Aims to address two of the items in #6
Repo-internal version of #16

nsheff

looking good. a few questions.

nsheff · 2017-07-14T14:10:10Z

pipelines/ATACseq.py

+	peak_output_file = os.path.join(peak_folder,  args.sample_name + "_peaks.narrowPeak")
+	peak_input_file = shift_bed
+
+	if args.peak_caller not in PEAK_CALLERS:


Let's put the failures at the beginning, so it doesn't get partway through and then fail (fail early).

nsheff · 2017-07-14T14:18:40Z

pipelines/ATACseq.py

+	if args.peak_caller not in PEAK_CALLERS:
+		raise ValueError("Peak caller not in {}: '{}'".format(PEAK_CALLERS, args.peak_caller))
+
+	if args.peak_caller == "fseq":


having trouble following the fseq section -- what is fseq_optnames for? it looks like it's trying to grab params right out of param and not, for example, param.fseq ?

whoa, good catch! yes, it needs to change to param.fseq

That variable itself allows the options to be specified in the config (ATACseq.yaml) as either the true one- or two-character option names that are used by fseq, or as more human-readable names for what they represent.
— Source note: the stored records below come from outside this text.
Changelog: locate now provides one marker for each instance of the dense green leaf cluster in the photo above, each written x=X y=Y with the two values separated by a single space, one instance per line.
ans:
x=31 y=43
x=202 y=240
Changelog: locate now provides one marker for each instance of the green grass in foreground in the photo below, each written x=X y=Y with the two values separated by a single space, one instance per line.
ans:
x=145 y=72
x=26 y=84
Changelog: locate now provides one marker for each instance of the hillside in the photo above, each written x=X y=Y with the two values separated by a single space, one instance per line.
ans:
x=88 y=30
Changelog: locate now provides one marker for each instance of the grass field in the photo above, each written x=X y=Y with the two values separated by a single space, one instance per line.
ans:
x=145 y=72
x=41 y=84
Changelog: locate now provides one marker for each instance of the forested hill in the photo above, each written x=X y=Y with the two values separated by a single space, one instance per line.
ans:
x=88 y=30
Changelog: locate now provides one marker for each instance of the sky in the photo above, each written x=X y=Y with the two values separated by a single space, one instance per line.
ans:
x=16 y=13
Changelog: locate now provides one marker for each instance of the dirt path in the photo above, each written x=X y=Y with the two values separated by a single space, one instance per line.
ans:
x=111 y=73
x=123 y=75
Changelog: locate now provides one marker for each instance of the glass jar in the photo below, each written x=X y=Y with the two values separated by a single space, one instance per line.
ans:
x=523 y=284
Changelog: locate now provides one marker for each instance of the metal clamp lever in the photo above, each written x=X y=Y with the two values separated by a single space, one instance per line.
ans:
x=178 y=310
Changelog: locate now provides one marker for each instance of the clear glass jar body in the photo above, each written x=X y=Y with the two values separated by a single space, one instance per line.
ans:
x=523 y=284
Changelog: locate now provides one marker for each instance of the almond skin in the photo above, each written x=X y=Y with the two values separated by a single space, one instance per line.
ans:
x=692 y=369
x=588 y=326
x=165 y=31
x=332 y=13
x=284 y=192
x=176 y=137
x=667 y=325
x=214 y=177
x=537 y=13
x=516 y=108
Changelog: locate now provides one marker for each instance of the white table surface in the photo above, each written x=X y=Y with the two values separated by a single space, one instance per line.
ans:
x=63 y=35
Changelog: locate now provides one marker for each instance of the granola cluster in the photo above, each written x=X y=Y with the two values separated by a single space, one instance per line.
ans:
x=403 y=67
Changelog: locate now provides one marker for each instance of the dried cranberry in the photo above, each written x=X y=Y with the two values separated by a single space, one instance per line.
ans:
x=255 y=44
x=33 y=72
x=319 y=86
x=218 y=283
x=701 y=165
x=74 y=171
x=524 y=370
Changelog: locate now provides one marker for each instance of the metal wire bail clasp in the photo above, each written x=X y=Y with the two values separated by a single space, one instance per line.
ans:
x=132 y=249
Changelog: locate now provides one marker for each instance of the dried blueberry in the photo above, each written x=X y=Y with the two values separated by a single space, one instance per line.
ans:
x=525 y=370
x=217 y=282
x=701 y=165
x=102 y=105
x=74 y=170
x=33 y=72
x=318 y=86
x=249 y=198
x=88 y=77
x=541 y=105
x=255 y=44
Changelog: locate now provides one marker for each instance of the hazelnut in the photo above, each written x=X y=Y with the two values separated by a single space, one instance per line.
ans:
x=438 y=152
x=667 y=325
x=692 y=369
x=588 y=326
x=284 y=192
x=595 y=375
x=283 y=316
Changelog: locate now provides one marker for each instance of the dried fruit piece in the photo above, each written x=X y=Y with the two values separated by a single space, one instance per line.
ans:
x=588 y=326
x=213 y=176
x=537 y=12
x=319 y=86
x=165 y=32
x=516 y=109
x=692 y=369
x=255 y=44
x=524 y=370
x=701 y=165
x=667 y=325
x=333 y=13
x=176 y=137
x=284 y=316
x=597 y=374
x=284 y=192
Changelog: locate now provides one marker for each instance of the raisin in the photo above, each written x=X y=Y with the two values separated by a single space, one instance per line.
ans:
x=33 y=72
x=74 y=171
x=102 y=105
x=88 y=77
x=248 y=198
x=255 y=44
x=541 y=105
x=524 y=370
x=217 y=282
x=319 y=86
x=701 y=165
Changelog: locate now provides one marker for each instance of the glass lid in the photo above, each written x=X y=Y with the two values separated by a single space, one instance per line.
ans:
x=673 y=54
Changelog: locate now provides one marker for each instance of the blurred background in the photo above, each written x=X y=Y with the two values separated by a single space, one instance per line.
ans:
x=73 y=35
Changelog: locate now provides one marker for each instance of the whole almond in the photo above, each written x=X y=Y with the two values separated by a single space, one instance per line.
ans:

Probably not an issue for someone super familiar with fseq, but my thinking is nice for others to not need to memorize those or constantly refer back to the documentation to see what represents what if they want to make a change.

nsheff · 2017-07-14T14:22:28Z

pipelines/ATACseq.py

 import pypiper


+PEAK_CALLERS = ["fseq", "macs2"]
+TRIMMERS = ["trimmomatic", "pyadapt", "skewer"]


this is great, a perfect use of these variables. Nice!

nsheff · 2017-07-14T14:22:50Z

pipelines/ATACseq.py

 						help='Reference peak set for calculating FRIP')

-	parser.add_argument('--pyadapt', action="store_true",
-						help="Use pyadapter_trim for trimming? [Default: False]")
+	parser.add_argument("--peak-caller", dest="peak_caller",


good call to do this on peak callers as well!

nsheff · 2017-07-14T14:24:06Z

pipelines/ATACseq.py

-		cmd = cmds
-
-	else:  # default to trimmomatic
+	if args.trimmer not in TRIMMERS:


we can move this failure up, too.

I'm just going to get rid of these, I think--they'll always pass so long as the args attribute each for trimmer and for peak_caller isn't modified within main. argparse will catch any invalid specs for these via choices. I get paranoid with multi-branch conditional blocks in which there's a default, but I think it's fine to let it go here ;D

nsheff · 2017-07-14T14:25:41Z

pipelines/ATACseq.py

+		base = os.path.join(tools.scripts_dir, "pyadapter_trim.py")
+		flags = {"-a": local_input_files[0], "-b": local_input_files[1], "-o": out_fastq_pre}
+		flag_text = " ".join(["{} {}".format(flag, value) for flag, value in flags])
+		cmd = "{} {} -u".format(base, flag_text)


one advantage of the odd += method employed previously is that it's really easy to comment out individual options. that's the rationale there... we can discuss

what about:

flags = [ ("-a", local_input_files[0]), ("-b", "local_input_files[1]") ... ]

Then we'd get both benefits -- easy to comment out the individual options, and any typing errors would still be in Python syntax rather than logical/part of the actual command.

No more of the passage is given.